Finding balance: The benefits of flexible work programs
Joey Ferguson, Deseret News
The 8 a.m. to 5 p.m. work life may not be for everyone, and many employers are agreeing.
Emma Gilchrist, a director at accounting firm Deloitte LLP, eats breakfast with her husband and two daughters at her home in South Jordan before school and her 7:30 a.m. video conference with clients in the U.K. By 3:30 p.m. she's off again to see her daughter's swim meet.
Gilchrist can juggle her home life and professional duties because of Deloitte's policies on work schedules. The flexibility, or flextime, allows employees to spend time with families and relieve stress while still feeling as part of a team. A Society of Human Resource Management survey reported that 53 percent of companies offer flextime benefits, with another 2 percent offering it in the coming year.

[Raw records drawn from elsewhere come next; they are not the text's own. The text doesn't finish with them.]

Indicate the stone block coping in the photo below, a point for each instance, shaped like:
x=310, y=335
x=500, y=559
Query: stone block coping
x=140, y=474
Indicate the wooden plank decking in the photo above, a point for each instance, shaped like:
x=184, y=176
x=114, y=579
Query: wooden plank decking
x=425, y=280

"I'm a mom, and it is very important for me to spend time with my children," Gilchrist said over her daughter, who was loudly practicing her numbers. "It allows me to have the career I want to have and the family I want to have."

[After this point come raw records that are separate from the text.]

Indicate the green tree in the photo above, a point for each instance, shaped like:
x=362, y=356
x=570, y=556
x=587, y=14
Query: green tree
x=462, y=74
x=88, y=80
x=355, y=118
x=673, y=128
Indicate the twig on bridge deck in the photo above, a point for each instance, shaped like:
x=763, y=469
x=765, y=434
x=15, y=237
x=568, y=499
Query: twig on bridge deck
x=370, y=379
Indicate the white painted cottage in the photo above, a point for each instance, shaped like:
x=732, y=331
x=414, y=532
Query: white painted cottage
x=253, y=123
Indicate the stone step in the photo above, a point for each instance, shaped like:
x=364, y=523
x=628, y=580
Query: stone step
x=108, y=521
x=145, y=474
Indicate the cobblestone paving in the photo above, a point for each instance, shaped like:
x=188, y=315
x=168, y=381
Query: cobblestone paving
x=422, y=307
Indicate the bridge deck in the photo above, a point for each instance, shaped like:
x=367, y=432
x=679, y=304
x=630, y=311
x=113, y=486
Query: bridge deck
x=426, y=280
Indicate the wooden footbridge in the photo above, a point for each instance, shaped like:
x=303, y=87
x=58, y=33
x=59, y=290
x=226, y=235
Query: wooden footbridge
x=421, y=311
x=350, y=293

Flexible work programs are allowing some people to keep working without sacrificing time at home. Deloitte, which has about 120 employees in Salt Lake City, has managed to keep its turnover rate to the "mid- to lower teens" compared to the industry's 20 percent average, said Mark Stevens, an audit director at Deloitte. Lowering turnover by 1 percentage point can save a company millions of dollars, he said.
"When employees have flexibility in when and where they work, they're more motivated, more likely to stay with the organization and more likely to deliver better results," said Jeff Hill, a professor at Brigham Young University's School of Family Life. "When you create an environment where an employee can choose when and where they work, they can really optimize the mix of their time."

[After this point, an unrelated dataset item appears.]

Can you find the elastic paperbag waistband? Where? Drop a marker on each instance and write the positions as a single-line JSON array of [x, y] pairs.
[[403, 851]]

The accounting firm has saved $45 million by reducing retention costs.
"We're hiring people for long-term careers. All of us have commitments to our families and things that are important to us outside of work, and we'll work together to figure out a way to make things happen as they come up," Deloitte's Stevens said.
In the U.S., 53.2 percent of married couples have both spouses in the work force compared with 22 percent where just the husband works and 7.4 percent where only the wife works, according to U.S. Census data.
"Companies that address flexible work schedules really understand the varying situations that their employees are in," said Lynette Rasmussen, director of the Utah Office of Work & Family Life. "If you're so rigid that you can't adapt to the fluctuating situations that are happening in your employees lives, then I think you're being pretty shortsighted."
For some hesitant companies, it's an issue of trust when employees and managers lack face time.
The solution is a shift from a "face-time" oriented workplace to one that is "results-based," said BYU's Hill, who worked at IBM for 25 years and helped develop a flexible work environment. Hill said some companies resist flexible work environments because managers are concerned that they can't measure productivity unless they can see their employees.
"If you have a distrustful organization, the assumption by management is that the employees are going to get away with as little work as possible," Hill said. "The research I have done shows that people do their job better when their manager isn't observing them do it. In companies that I've worked with, there is resistance until they have experience with (flextime)."
Trust isn't an issue in flexibility if you hire people who are competitive and "want to win," Jill Layfield, CEO of Backcountry.com, said in an interview at the company's Park City headquarters.
"If you hire the right people, they will get the job done," Layfield said. "It's our job to hire the right people, not tell them to be here from nine to five."